Role of data sharing Another trend that emerged during the City Moonshot interviews reflects cities’ awareness about the fundamental role that cooperation and data sharing play in addressing the climate emergency. Approximately 81% of the interviewed cities is already cooperating, or is willing to cooperate with private entities to jointly elaborate and build innovative solutions based on available data. 129 cities out of 150 are already sharing (or are willing to share) their data with transport providers in their city and other cities.
At the same time, 122 cities share (or would do so) their data with private entities. Finally, almost all of interviewed cities would be willing to share their data with ministries, governments and scientific institutions. Data sharing can however be a complex process due to regulations concerning data privacy. Another complexity is added by the different standards used by different organisations to share data. To enable data sharing, there is perhaps a need for better communication between stakeholders regarding the type of data in which they are interested, and which standards they use.

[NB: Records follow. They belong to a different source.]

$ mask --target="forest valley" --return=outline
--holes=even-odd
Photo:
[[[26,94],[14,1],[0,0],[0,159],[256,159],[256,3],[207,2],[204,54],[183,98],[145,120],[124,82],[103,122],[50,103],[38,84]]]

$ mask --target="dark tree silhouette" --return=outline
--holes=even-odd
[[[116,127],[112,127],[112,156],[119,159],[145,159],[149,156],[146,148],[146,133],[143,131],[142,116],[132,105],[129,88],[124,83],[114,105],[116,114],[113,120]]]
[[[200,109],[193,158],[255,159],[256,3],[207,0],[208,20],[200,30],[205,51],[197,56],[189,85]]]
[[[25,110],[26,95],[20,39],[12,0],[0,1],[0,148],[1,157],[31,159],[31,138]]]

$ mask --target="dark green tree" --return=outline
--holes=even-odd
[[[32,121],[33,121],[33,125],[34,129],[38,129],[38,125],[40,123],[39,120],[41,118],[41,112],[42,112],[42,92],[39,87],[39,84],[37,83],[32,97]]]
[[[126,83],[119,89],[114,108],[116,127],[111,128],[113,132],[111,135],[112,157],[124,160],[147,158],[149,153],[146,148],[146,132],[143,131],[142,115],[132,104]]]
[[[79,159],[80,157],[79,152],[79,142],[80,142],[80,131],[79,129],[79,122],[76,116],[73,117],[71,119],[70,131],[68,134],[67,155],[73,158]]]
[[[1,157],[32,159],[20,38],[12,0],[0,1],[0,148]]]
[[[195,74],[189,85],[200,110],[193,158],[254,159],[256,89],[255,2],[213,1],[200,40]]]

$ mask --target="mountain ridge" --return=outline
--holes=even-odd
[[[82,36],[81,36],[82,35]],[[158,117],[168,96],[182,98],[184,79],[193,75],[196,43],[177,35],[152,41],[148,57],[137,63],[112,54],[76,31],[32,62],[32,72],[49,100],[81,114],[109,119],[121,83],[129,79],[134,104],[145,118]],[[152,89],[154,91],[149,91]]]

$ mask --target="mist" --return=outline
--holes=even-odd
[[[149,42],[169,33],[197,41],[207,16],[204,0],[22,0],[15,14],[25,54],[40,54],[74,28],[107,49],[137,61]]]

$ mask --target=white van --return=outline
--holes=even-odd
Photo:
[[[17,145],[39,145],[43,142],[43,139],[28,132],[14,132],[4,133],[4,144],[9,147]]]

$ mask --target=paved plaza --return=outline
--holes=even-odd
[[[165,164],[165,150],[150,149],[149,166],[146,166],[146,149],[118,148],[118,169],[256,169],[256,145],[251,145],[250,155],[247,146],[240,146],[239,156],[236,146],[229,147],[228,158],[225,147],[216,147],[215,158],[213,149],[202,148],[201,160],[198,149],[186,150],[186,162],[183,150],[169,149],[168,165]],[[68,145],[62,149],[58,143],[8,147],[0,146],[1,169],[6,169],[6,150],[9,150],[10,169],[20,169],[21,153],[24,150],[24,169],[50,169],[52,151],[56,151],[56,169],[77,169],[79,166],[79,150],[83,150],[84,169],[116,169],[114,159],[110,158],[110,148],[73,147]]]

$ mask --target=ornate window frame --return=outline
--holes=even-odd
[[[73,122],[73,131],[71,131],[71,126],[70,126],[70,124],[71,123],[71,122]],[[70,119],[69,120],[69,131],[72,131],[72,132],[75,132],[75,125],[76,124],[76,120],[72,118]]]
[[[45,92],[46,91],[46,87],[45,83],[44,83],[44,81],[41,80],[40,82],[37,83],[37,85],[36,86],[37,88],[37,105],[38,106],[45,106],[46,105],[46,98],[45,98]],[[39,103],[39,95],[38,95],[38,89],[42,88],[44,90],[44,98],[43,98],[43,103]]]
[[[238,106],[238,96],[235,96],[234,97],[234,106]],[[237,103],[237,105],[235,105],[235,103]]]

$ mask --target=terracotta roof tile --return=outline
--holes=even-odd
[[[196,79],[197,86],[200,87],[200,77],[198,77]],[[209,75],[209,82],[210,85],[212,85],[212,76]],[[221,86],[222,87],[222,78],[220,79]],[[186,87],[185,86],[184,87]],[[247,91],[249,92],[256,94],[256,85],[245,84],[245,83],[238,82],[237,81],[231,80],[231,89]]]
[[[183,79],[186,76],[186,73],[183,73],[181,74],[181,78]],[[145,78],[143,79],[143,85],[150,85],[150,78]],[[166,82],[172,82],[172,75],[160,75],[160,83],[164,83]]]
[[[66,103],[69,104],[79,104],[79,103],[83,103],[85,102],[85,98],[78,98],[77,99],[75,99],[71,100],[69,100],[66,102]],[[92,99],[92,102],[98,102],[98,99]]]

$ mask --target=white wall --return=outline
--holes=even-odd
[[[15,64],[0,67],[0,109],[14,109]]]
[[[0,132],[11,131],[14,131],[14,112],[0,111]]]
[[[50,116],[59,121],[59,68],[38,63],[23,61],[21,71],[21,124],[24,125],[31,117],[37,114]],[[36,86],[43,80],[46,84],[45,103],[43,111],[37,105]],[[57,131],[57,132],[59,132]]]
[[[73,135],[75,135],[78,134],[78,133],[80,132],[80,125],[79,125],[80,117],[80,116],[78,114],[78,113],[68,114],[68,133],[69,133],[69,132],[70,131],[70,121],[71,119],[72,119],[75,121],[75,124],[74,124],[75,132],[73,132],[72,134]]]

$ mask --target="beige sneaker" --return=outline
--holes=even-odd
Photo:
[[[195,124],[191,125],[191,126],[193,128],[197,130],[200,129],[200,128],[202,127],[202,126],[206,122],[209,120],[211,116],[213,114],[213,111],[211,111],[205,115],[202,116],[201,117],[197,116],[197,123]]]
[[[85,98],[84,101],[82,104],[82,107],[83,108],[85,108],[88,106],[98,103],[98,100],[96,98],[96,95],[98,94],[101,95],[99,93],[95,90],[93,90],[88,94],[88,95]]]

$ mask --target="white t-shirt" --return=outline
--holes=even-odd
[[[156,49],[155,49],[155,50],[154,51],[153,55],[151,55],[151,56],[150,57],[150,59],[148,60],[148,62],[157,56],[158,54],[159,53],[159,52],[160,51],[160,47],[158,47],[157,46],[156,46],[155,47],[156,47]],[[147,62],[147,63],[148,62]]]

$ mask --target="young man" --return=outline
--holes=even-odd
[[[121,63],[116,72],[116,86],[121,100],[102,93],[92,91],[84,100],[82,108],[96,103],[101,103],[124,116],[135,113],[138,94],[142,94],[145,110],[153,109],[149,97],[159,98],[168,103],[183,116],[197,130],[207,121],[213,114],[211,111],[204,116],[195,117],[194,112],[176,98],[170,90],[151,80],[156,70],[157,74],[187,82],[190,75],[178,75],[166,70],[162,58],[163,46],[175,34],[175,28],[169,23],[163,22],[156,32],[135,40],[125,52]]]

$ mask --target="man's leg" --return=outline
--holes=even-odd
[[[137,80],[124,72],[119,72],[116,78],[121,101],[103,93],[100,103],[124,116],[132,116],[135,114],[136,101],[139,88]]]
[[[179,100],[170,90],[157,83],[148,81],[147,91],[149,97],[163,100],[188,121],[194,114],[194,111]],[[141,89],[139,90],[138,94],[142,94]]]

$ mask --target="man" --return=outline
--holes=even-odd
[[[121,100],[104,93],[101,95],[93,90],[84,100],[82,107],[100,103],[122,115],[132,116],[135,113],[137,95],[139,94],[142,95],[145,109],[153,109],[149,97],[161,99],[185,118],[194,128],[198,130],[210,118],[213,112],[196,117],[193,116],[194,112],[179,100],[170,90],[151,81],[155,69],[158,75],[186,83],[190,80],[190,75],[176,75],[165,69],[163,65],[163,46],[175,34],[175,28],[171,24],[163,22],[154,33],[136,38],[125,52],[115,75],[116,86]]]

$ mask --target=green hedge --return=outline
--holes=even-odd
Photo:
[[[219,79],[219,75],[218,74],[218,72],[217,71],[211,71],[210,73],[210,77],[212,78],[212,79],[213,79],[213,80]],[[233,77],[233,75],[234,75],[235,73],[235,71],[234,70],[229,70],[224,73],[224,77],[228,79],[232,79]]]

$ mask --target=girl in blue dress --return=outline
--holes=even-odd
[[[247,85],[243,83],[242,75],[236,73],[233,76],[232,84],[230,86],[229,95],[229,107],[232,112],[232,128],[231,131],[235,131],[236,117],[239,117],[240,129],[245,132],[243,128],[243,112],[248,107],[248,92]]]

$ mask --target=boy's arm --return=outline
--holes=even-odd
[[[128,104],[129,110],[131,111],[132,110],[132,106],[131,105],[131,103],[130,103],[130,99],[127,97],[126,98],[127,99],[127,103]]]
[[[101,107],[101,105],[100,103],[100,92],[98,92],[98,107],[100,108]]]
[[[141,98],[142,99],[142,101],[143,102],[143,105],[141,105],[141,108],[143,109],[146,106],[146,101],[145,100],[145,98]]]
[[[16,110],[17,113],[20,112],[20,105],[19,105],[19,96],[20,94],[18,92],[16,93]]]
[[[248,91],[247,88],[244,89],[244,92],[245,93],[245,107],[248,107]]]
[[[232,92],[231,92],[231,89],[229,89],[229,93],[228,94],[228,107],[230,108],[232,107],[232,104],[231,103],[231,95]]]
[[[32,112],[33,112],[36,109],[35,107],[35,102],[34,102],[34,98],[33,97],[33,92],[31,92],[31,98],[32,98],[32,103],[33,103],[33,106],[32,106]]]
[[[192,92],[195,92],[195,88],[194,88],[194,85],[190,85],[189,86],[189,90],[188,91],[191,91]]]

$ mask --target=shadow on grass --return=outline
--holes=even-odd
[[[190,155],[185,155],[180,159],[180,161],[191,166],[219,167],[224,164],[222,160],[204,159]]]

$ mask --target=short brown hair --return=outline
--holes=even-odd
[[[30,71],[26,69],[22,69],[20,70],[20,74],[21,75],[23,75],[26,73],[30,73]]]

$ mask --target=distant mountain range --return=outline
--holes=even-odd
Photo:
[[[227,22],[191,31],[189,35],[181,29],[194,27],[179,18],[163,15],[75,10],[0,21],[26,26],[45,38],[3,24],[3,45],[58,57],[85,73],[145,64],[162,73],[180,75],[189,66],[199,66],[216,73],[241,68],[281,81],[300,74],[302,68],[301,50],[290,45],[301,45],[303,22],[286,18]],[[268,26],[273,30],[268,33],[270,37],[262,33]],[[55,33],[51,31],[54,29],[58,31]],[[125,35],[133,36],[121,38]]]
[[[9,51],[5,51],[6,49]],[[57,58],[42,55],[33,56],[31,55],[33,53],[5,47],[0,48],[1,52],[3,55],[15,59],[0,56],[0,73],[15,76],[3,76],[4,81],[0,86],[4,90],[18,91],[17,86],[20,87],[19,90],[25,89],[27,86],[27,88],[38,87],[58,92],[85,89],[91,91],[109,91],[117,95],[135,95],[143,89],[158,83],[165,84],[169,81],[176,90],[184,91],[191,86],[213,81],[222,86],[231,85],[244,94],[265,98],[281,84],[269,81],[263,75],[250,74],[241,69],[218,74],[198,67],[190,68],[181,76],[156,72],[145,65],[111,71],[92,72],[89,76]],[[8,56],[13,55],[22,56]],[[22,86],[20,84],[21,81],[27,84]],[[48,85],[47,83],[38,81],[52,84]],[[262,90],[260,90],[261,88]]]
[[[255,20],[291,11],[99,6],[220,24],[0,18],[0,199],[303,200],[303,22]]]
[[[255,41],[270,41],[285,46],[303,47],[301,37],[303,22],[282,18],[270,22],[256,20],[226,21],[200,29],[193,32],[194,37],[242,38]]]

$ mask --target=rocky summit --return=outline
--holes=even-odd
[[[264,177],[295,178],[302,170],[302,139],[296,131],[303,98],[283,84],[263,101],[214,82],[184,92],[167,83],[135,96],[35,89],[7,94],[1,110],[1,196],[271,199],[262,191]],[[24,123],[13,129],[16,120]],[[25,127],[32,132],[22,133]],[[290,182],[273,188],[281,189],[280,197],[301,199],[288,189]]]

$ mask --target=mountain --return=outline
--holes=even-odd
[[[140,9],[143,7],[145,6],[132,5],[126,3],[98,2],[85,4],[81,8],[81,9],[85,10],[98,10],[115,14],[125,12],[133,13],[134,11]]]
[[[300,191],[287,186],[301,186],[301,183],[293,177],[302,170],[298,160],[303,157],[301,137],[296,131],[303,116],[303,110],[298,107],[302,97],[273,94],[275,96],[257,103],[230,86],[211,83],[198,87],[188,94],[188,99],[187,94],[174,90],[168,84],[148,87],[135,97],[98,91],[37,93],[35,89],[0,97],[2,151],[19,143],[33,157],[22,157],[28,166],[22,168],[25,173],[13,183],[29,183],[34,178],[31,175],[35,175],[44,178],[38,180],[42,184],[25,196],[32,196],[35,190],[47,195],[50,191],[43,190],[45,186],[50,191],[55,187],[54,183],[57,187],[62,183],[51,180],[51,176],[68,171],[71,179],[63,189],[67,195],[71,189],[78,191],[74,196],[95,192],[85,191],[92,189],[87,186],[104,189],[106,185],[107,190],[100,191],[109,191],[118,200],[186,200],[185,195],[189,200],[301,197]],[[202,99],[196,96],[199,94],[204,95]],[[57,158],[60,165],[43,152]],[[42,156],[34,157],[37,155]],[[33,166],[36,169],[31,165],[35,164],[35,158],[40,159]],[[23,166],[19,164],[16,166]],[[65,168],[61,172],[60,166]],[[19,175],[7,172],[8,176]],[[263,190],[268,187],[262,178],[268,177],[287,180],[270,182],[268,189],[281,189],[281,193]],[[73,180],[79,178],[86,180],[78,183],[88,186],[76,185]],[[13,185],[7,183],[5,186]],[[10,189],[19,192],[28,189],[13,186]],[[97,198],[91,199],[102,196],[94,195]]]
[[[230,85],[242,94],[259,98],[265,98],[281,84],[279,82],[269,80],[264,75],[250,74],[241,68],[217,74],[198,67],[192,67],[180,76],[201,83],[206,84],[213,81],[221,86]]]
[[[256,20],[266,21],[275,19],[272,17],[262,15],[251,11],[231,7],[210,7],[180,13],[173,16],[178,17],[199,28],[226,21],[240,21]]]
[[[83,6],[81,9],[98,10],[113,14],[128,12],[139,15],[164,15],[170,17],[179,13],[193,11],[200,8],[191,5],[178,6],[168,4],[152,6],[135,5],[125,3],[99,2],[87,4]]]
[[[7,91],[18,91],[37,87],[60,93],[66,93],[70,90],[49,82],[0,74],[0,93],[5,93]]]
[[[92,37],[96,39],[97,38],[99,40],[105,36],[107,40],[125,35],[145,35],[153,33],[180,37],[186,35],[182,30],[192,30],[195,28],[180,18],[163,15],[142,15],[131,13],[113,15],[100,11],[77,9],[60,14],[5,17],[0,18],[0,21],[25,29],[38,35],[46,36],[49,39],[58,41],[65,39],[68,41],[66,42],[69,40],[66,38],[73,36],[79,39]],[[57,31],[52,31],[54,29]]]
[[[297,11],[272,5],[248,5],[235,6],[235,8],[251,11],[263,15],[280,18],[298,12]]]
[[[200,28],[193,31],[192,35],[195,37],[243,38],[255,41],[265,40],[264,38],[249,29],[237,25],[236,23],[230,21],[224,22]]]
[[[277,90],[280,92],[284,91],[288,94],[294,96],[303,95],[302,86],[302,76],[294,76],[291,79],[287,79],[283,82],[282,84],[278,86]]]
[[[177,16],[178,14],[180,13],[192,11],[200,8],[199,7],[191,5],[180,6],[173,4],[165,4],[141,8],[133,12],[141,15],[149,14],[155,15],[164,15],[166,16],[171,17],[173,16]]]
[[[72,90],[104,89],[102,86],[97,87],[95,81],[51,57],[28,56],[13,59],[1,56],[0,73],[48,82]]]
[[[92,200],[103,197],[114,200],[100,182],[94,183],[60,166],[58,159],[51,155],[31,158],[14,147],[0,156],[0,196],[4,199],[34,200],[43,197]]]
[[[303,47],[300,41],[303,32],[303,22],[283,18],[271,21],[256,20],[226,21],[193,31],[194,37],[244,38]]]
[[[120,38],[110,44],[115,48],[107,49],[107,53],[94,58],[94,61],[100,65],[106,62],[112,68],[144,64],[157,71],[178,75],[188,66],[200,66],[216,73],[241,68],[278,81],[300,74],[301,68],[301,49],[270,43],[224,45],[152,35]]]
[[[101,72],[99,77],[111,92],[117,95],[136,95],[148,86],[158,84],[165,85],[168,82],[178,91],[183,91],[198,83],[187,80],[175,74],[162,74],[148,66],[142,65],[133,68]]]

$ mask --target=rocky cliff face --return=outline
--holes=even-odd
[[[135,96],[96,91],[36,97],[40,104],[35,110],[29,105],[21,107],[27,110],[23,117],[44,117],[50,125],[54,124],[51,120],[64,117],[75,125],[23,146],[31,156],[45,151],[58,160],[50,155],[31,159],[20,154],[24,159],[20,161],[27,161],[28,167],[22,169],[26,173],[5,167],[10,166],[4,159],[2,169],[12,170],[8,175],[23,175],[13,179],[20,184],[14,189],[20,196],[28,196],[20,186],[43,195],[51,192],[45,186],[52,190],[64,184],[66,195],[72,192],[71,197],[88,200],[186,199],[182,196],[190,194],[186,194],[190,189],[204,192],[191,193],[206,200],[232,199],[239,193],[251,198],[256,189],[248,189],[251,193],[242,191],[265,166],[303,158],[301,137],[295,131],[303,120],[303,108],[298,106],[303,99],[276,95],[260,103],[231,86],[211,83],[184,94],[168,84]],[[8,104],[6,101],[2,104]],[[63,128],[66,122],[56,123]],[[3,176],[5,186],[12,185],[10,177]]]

Mobility-as-a-Service (MaaS) exhibits untapped potential to improve mobility in urban habitats Figures by relevant researches indicate that in the next few years MaaS business will be nearly 130 times1 bigger than what it was at the beginning of the decade. Importantly, the interviews conducted by the City Moonshot Initiative highlight that cities in Europe (especially in Northern and Western Europe), stated that both studies and projects on MaaS exist and the mobility professionals interviewed have a very good insight into both the challenges, but also the benefits that can be accrued by deploying MaaS in the cities. Amongst 150 cities interviewed, 105 (70%) answered that MaaS should be deployed through a joint effort between city-led and private sector-led stakeholders. This once again shows that cooperation and coordination among mobility sector players is considered essential to the further development of the transport system.
Engaging citizens Overall, cities deploy different activities to engage with their citizens and learn more about their transport and mobility needs. Some of the main activities and tools are public surveys, complaints handling, public consultations, and mass media campaigns.
In general, most cities are open to collaboration with external entities regarding transport and traffic management. Regarding knowledge on and involvement in ITS and C-ITS, the vast majority (79% and 69% respectively) of the cities have previous knowledge and/or are involved in these two topics. Finally, cities are very interested in most of the topics regarded in the questionnaire, especially e-mobility and cooperative ITS services (C-ITS).
Finally, the report ends with suggested next steps. These include continuing to interview additional cities to complete the goal of gaining in-depth understanding of their needs, thoughts and plans by interviewing a total of 300 cities. The ERTICO Partnership will continue to organise events to share the results of the research, and further the dialogue on the climate crisis, air pollution, data sharing and MaaS implementations with cities and private partners around the world.